Literature:

Books:

  Boehm, Arlene P.
Jack in Search of Art.

1998
ISBN: 1-57098-244-9
Preschool-Grade 3.
Jack searches for a person called Art throughout the inside and outside of a museum. While there he sees many paintings and sculptures and learns that art is everywhere.
     
  Clayton, Elaine.
Ella's Trip to the Museum.
1996
ISBN: 0-517-70080-8
Preschool-Grade 2
Ella participates in a field trip to a museum with her classmates. But only she seems to truly feel the art and participate in the dancing and flying occuring in the paintings.
     
  Greenberg, Jan (editor)
Heart to Heart: New Poems Inspired by Twentieth Century Art.
ISBN: 0-8109-4386-7
Grades 4 and up
This book pairs specially commissioned poems with twentieth century works of art that served as each poet's inspiration. The poems are grouped thematically into four sections and uses a wide variety of styles.
     
  Rochelle, Belinda (compiler)
Words With Wings: A Treasury of African-American Poetry and Art.
ISBN: 0-688-16415-3
Grades 4-10
In this anthology, twenty paintings by well-known black artists are reproduced opposite poems by famous black authors. The book includes short notes on both the author and the painter.
     
  Krull, Kathleen.
Lives of the Artists: Masterpieces, Messes (& What the Neighbors Thought).
ISBN: 0-15-200103-4
Grades 3-7
Twenty artist's lives are explored in this bok. The biographies are witty and humorous and are supplemented by notes at the end called "artworks" which contain additional facts.
     

Quotations about portraits:

"By means of a back, we want a temperament, an age, a social condition, to be revealed; through a pair of hands, we should be able to express a magistrate or a tradesman; by a gesture, a whole series of feelings. A physiognomy will tell us that this fellow is certainly an orderly, dry, meticulous man, whereas that one is carelessness and disorderliness itself. An attitude will tell us that this person is going to a business meeting, whereas that one is returning from a love tryst. 'A man opens a door; he enters; that is enough: we see that he has lost his daughter.' Hands that are kept in pockets can be eloquent. The pencil will be steeped in the marrow of life."

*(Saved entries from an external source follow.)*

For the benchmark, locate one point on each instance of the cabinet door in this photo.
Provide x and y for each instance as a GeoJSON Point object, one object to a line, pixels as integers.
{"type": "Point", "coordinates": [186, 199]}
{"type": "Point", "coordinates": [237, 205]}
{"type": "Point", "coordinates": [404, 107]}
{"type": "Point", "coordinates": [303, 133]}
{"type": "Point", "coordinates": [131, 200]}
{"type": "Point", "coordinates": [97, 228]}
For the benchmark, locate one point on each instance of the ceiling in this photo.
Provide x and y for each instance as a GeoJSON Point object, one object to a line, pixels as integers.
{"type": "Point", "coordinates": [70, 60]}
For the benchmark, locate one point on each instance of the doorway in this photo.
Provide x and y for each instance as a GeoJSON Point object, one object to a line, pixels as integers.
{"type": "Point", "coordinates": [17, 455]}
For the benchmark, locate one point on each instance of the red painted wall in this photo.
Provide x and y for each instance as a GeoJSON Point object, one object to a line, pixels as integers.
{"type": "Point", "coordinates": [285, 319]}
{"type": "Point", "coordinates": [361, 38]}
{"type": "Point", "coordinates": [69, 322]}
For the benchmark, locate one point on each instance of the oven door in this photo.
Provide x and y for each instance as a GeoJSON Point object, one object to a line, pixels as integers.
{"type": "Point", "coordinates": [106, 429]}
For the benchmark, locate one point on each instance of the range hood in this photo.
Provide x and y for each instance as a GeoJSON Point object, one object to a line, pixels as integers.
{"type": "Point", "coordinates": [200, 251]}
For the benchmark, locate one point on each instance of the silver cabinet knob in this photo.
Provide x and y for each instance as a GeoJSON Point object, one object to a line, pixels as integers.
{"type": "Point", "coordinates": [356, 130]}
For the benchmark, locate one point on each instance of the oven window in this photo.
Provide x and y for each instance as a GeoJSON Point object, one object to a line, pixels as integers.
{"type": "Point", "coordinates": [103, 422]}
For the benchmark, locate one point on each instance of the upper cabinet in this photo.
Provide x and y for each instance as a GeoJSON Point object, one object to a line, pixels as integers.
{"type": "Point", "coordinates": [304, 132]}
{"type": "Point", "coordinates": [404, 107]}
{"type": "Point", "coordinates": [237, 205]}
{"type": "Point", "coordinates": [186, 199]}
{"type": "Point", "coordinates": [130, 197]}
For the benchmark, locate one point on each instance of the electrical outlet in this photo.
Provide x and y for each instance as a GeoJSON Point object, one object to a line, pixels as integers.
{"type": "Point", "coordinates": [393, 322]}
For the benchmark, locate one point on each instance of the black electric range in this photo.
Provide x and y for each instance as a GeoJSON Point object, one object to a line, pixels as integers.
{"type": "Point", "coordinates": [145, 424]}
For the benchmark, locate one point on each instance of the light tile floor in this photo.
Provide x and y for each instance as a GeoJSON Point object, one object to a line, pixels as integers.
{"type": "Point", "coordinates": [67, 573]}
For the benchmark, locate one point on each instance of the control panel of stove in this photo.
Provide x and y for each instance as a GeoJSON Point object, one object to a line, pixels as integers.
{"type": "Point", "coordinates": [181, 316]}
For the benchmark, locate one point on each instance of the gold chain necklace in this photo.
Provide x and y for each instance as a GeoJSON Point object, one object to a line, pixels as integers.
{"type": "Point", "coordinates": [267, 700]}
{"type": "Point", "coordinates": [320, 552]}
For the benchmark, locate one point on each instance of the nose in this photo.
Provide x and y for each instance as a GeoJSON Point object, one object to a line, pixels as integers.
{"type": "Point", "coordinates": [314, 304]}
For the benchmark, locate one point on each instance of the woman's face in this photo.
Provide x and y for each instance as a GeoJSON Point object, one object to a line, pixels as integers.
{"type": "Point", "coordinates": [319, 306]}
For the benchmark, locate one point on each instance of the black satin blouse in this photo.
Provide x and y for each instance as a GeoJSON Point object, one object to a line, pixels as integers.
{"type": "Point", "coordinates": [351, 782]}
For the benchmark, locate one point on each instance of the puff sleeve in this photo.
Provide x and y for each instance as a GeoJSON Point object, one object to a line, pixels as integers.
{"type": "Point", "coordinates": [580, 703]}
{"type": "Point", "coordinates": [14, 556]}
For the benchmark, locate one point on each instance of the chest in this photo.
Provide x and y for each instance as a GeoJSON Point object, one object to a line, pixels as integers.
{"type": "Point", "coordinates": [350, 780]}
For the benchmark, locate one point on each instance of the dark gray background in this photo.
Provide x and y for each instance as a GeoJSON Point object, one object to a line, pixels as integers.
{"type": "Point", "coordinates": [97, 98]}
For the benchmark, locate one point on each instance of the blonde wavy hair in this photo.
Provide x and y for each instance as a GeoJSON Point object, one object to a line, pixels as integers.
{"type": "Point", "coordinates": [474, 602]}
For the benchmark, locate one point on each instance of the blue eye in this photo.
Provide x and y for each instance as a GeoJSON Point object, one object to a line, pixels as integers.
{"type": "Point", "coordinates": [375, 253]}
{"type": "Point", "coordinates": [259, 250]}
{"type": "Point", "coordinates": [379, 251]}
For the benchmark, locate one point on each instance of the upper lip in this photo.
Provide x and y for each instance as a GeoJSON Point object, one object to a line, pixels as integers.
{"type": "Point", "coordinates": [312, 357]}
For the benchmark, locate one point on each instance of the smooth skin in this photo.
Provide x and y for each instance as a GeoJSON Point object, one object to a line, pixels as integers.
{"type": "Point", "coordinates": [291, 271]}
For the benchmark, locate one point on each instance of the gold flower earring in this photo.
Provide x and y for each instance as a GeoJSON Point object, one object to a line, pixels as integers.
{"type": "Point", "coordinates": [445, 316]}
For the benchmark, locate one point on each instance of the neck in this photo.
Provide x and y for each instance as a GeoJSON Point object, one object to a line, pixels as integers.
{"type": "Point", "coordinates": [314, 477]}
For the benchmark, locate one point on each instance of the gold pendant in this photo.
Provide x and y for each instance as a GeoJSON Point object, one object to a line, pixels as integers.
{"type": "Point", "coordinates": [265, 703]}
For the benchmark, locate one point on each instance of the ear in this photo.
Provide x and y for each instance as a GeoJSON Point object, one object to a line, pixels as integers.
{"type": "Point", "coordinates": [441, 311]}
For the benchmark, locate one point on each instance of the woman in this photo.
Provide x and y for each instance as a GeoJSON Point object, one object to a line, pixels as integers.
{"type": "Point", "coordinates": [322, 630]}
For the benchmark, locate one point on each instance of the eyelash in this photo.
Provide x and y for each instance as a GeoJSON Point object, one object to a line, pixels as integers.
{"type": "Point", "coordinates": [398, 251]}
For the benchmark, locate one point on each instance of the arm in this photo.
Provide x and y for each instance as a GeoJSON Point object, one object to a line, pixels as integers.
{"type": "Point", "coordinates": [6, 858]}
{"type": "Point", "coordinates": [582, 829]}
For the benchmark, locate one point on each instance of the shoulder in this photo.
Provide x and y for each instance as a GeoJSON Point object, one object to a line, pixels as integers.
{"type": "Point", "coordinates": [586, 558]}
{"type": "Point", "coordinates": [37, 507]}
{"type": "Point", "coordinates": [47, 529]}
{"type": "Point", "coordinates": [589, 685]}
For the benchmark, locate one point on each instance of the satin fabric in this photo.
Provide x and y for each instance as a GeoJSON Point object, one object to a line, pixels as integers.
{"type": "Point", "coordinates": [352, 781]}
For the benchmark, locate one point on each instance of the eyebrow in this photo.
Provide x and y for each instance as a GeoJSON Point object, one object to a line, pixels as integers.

Edgar Degas (1834-1917), French Impressionist. Quoted by Edmond Duranty, La Nouvelle Peinture: A Propos du Groupe d'Artistes Qui Expose dans les Galleries Durand-Ruel, Paris, 1876, translated by Linda Nochlin and included in the Sources and Documents series, Impressionism and Post-Impressionism, 1874-1904, Englewood Cliffs, 1966.


"If the man who paints only the tree, or flower, or other surface he sees before him were an artist, the king of artists would be the photographer. It is for the artist to do something beyond this: in portrait painting to put on canvas something more than the face the model wears for that one day; to paint the man, in short, as well as his features."

James McNeill Whistler (1834-1903), American painter and etcher. The Gentle Art of Making Enemies, "Propositions" (1890). See aestheticism and art for art's sake.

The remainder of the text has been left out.